In October, 1918, plaintiffs agreed to sell and defendant to buy 6,000 yards of material, described as Palm Beach suitings, to be delivered at defendant’s place of business on January 15, 1919, and to be paid for seventy days thereafter. Tender of delivery was made at the prescribed time, and rejected by the buyer’s agent. The sellers thereupon gave notice to the buyer that the goods would be resold for his account and that he would be charged with the deficiency. Thus warned, the buyer . telegraphed the sellers: “ Had instructed receiving clerk to accept invoice of January fifteenth.” At the same time his attorneys wrote that their client had need of the goods, and had not intended to reject them. “You will please send them in and if they are in accordance with the contract they will be paid for.”' Obeying these directions, the plaintiffs, on January twentieth, sent the goods again by their truck to the defendant’s place of business and tendered them to the defendant, who received them without reservation or condition. The following day, January twenty-first, he wrote that the goods were defective, and that payment would be refused. He reiterated this position later. This action followed for the recovery of the price.

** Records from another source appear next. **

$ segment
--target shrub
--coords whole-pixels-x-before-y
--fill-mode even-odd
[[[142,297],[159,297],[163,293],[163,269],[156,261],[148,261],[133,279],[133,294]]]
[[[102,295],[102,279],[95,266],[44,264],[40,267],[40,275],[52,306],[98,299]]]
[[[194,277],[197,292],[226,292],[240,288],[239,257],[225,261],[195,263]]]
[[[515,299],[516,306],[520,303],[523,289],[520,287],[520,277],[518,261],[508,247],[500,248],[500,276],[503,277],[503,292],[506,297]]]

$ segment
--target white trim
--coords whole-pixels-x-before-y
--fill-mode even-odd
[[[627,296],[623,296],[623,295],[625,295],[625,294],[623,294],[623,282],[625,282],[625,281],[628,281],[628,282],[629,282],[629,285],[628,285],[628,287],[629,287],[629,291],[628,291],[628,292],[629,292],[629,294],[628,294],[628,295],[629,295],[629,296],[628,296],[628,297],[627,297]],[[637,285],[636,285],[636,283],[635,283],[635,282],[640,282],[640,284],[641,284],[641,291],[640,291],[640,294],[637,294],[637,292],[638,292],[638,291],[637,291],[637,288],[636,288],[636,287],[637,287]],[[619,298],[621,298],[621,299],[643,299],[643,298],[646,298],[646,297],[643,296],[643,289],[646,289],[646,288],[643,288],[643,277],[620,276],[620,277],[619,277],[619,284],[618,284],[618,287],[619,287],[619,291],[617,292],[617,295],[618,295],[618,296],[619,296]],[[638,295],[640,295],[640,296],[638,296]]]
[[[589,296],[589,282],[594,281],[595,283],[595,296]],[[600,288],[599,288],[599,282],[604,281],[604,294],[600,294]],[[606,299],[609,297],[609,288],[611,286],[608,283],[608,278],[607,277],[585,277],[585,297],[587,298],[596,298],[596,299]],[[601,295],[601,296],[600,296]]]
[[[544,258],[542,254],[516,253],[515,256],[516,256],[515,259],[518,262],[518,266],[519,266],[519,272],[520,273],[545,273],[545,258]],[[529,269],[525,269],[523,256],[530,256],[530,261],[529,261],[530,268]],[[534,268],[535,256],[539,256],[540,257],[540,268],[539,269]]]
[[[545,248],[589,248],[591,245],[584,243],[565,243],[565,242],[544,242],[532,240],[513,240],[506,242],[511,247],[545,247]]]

The jury found the goods to be of merchantable quality and in accordance with the contract. Upon their verdict to that effect there was a judgment for the plaintiffs. The Appellate Division reversed and dismissed the complaint upon the ground that the contract was executory and that the remedy was by action for the damages resulting from the breach.

“ Where, under a contract to sell or a sale, the property in the goods has passed to the buyer, and the buyer wrongfully neglects or refuses to pay for the goods according to the terms of the contract or the sale, the seller may *479 maintain an action against him for the price of the goods ” (Pers. Prop. Law [Cons. Laws, ch. 41], § 144, subd. 1).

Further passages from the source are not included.